How Old Is Your Disaster Recovery Plan?

Do you have a disaster recovery plan in place for your office?

If the answer is yes, how old is it?

Just a few years ago, we operated our businesses in entirely different ways. Standalone software has migrated to cloud-based platforms. Our dependency on in-house technology is quickly disappearing.

Almost everything we use is online. But if the disaster recovery plan you created doesn’t take these changes into account, a disruption could leave you without your data. Or worse, without a business.

Businesses today are spending around 34 percent of their annual IT budgets on hosting and cloud services. Every year, this number will continue to rise as we increase our reliance on external sources for infrastructure, application, and management services.

Our connectivity as at an all-time high, rising with every new strategy and application we take on. But if the unthinkable happens and we’re not prepared for it, a company might not survive. According to FEMA, 40 percent of small businesses never reopen their doors.

Having a disaster recovery plan in place is mandatory. Upgrading and reevaluating your disaster recovery plan on a regular basis is equally compulsory. Whether it’s a short-term technical mishap like a power outage or a disaster like a flood or fire, knowing your direction in the days and weeks that follow will ensure the success of your business.

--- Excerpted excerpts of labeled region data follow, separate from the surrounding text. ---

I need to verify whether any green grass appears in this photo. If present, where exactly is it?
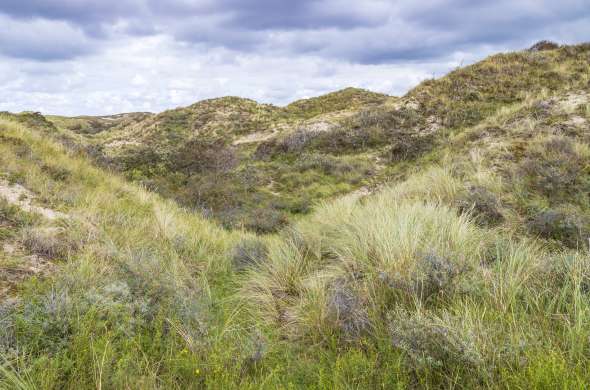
[0,42,590,389]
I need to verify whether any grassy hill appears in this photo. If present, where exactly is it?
[0,41,590,389]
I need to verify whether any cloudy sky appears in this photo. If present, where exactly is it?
[0,0,590,115]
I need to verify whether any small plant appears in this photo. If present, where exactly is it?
[328,279,371,340]
[244,207,288,234]
[389,310,484,372]
[232,238,268,271]
[517,137,584,198]
[456,186,504,226]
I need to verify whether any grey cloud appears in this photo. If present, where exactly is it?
[0,15,96,61]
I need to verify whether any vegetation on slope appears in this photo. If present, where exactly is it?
[39,45,589,233]
[0,41,590,389]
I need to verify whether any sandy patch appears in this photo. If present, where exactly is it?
[0,179,68,220]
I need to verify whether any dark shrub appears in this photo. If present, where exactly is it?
[529,40,559,52]
[176,139,238,175]
[387,132,434,162]
[232,238,268,271]
[527,209,590,248]
[379,253,465,302]
[244,208,288,234]
[456,186,504,226]
[389,310,483,372]
[517,137,584,197]
[328,280,371,341]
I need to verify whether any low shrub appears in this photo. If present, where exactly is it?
[244,208,288,234]
[327,279,371,341]
[455,185,504,226]
[517,137,584,198]
[389,310,484,372]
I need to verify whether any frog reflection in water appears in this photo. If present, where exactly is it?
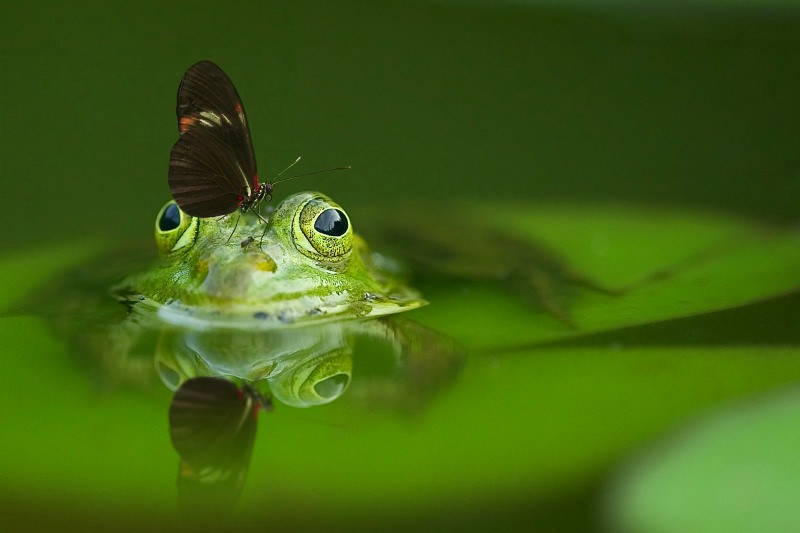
[111,192,464,513]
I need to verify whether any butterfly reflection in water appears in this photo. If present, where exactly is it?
[169,377,272,516]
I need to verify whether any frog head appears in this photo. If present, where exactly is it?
[118,192,425,328]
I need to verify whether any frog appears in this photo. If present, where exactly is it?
[114,192,427,329]
[103,191,465,410]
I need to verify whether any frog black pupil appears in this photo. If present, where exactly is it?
[158,204,181,231]
[314,209,349,237]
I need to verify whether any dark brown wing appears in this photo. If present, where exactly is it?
[169,128,252,217]
[169,61,258,217]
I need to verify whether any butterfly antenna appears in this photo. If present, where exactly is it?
[272,165,353,185]
[272,155,303,183]
[225,214,242,244]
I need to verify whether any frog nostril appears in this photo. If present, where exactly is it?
[314,374,350,400]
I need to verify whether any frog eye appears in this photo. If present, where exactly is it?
[155,201,198,255]
[268,349,353,407]
[292,196,353,262]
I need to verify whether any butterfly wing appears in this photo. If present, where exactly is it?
[169,61,258,217]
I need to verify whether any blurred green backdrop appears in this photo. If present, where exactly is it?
[0,0,800,531]
[0,0,800,251]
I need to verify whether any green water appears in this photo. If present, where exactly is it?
[0,1,800,531]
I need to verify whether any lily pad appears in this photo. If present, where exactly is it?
[416,204,800,350]
[607,387,800,533]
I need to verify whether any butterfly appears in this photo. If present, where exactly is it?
[168,61,274,218]
[169,377,272,514]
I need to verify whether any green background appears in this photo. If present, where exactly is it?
[0,1,800,531]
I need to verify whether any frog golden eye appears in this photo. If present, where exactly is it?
[155,201,198,255]
[267,348,353,407]
[292,196,353,262]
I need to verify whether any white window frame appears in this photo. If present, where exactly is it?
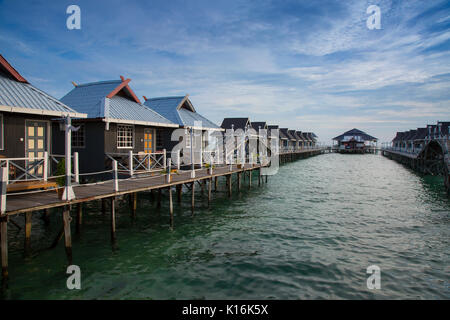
[0,113,5,150]
[184,129,195,149]
[71,123,86,149]
[116,124,134,149]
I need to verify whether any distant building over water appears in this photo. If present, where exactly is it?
[333,128,378,153]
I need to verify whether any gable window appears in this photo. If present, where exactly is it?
[72,124,85,148]
[117,125,134,149]
[0,114,4,150]
[156,130,164,150]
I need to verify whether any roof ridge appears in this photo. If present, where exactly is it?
[76,80,122,88]
[23,82,77,113]
[145,96,185,101]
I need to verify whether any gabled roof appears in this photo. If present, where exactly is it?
[144,95,220,130]
[61,77,178,127]
[295,131,304,140]
[280,128,297,141]
[333,128,378,141]
[0,55,86,118]
[288,130,299,141]
[392,132,405,141]
[252,121,267,131]
[220,118,252,130]
[438,121,450,135]
[305,132,317,141]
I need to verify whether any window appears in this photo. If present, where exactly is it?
[0,114,3,150]
[156,130,164,150]
[184,130,195,149]
[72,124,85,148]
[117,125,134,148]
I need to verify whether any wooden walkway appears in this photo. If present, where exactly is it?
[6,164,261,215]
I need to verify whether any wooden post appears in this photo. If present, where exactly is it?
[191,182,195,215]
[75,202,83,234]
[0,167,8,285]
[0,215,8,284]
[156,188,161,208]
[42,151,48,182]
[176,184,183,203]
[169,187,173,229]
[111,197,116,243]
[25,212,32,255]
[102,198,106,215]
[73,152,80,183]
[130,192,137,218]
[42,209,50,226]
[208,178,212,206]
[63,206,72,265]
[238,172,241,191]
[113,160,119,192]
[128,150,134,176]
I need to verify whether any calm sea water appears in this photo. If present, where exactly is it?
[3,154,450,299]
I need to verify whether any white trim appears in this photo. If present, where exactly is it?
[116,124,136,150]
[70,122,86,149]
[102,118,180,128]
[183,126,226,132]
[0,105,87,118]
[0,113,5,150]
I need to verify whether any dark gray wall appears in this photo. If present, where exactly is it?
[0,112,55,158]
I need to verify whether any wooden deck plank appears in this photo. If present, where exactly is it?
[6,164,260,215]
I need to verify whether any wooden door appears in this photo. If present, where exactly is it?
[144,129,155,153]
[25,121,47,176]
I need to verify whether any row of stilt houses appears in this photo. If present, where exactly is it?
[0,55,320,279]
[382,121,450,194]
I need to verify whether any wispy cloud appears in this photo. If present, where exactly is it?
[0,0,450,140]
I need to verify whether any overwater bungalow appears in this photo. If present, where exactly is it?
[280,128,297,151]
[295,131,305,149]
[0,55,87,188]
[144,95,224,164]
[333,128,378,153]
[58,76,179,172]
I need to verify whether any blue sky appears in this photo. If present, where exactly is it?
[0,0,450,142]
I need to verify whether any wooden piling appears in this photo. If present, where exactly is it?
[75,203,83,234]
[0,216,8,284]
[191,182,195,215]
[111,197,116,242]
[156,188,162,209]
[237,172,241,191]
[63,206,72,265]
[102,199,106,215]
[169,187,173,229]
[130,192,137,218]
[25,212,32,255]
[42,209,50,226]
[176,184,183,203]
[208,178,212,206]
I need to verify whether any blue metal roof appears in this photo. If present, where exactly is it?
[144,96,220,129]
[0,72,85,117]
[61,80,121,118]
[61,80,176,127]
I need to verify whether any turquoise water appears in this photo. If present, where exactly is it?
[3,154,450,299]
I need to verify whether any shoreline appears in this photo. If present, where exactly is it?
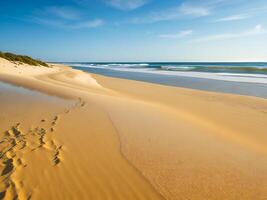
[74,67,267,99]
[0,57,267,199]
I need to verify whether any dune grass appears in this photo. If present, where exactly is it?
[0,51,49,67]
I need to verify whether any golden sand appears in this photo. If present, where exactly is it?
[0,59,267,200]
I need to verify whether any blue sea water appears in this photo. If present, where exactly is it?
[66,62,267,74]
[61,62,267,98]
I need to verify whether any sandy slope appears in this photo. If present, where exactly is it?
[0,57,267,200]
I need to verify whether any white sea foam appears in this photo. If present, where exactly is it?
[72,64,267,84]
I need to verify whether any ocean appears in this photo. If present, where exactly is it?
[64,62,267,98]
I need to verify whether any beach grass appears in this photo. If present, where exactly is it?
[0,51,49,67]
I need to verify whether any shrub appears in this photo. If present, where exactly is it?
[0,51,49,67]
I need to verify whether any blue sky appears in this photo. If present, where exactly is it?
[0,0,267,62]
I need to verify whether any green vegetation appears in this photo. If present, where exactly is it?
[0,51,49,67]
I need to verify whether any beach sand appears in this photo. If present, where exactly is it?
[0,59,267,200]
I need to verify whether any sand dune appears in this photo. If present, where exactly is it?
[0,57,267,199]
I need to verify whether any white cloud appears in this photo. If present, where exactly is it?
[44,6,80,20]
[214,14,250,22]
[131,3,212,24]
[30,17,104,29]
[194,24,267,42]
[179,3,210,17]
[159,30,193,39]
[106,0,148,10]
[70,19,104,29]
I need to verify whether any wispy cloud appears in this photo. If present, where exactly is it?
[179,3,210,17]
[29,17,104,29]
[194,24,267,42]
[44,6,80,20]
[159,30,193,39]
[214,14,251,22]
[106,0,151,11]
[131,2,216,24]
[29,6,104,29]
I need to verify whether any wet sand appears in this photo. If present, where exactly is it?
[0,57,267,200]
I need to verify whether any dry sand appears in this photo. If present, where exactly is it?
[0,59,267,200]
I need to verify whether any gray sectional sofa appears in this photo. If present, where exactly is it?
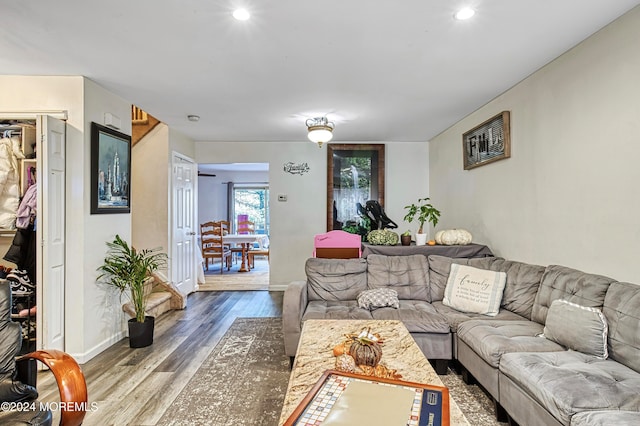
[283,255,640,426]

Disaster recovery planning is all about thinking up the worst case scenarios and creating a plan that counters each of those actions. Whether it’s a major natural disaster like an earthquake or a hurricane, or a smaller isolated even, there are three ways you can fail:

  • Ignore your weaknesses and have no plan in place
  • Rely on one single point of entry without a backup plan
  • Fail to test the plan for internal weaknesses

Worst case scenario always boils to finding the weakest point and exploiting it in whatever way possible. If you don’t know what that is, you can’t establish the right policies to put in place to ensure it never happens.

Want to see how your current plan operates? Run a “fire drill” to find out how your team performs. Where does productivity falter? Where do systems simply shut down? You may be surprised at how quickly things fall apart, or even where the weakest points actually lie.